Backups of only OS used space, not entire VDI?

This is for discussing general topics about how to use VirtualBox.
Post Reply
kdiamond
Posts: 18
Joined: 21. Mar 2021, 01:33

Backups of only OS used space, not entire VDI?

Post by kdiamond »

Hi.

I can understand how Dynamic and Fixed drive storage work. Eventually, both will get filled to a maximum, even if the OS is actually using 20% of it. Size can never reduce, only enlarge.

An example: For 20GB OS, I need to backup 500GB of VDI. :( Not so nice if you have 20 VM's.

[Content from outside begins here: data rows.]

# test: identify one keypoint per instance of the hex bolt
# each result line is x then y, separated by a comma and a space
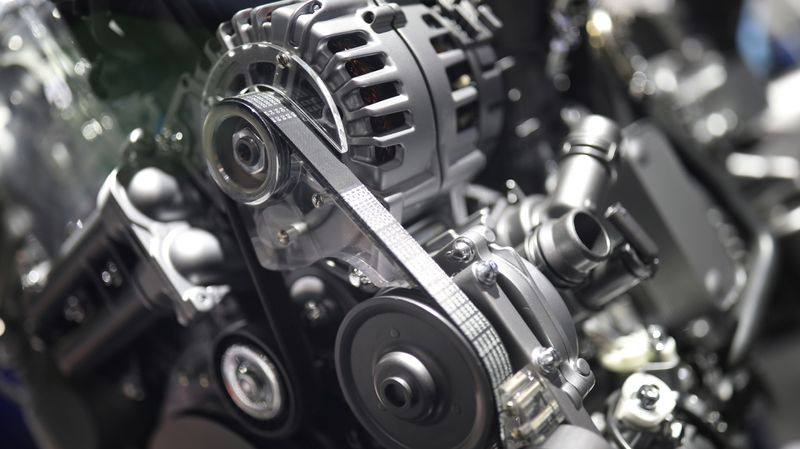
582, 366
317, 200
548, 359
486, 272
284, 60
648, 396
111, 276
462, 250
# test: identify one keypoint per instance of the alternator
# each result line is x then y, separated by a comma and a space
410, 95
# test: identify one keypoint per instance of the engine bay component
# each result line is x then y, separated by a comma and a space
412, 378
359, 224
252, 381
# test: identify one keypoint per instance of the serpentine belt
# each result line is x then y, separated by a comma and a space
380, 226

So the question is. Can I do backups of only OS space used (20% of VDI), without additional HDD sectors of the deleted files (80% of VDI). I'm guessing the Host (Virtual box) can not do that (or maybe it could by using guest additions???). But some internal OS backup software might be able to do that as it would do it on a physical machine. Networking PC to VDI or similar?

Does anyone have a suggestion in this direction?

Thank you

Br,
Dali
scottgus1
Site Moderator
Posts: 20965
Joined: 30. Dec 2009, 20:14
Primary OS: MS Windows 10
VBox Version: PUEL
Guest OSses: Windows, Linux

Re: Backups of only OS used space, not entire VDI?

Post by scottgus1 »

kdiamond wrote:Can I do backups of only OS space used (20% of VDI)
You can compact the vdi, then it would be back to the only-used size. 'vboxmanage modifymedium compact' does this. Also Mpack's CloneVDI does this. CloneVDI has the added advantage of making a compacted clone of the vdi and not altering the original.

Disadvantage of such steps during backups is no ability to confirm the integrity of the backup via an FC file compare.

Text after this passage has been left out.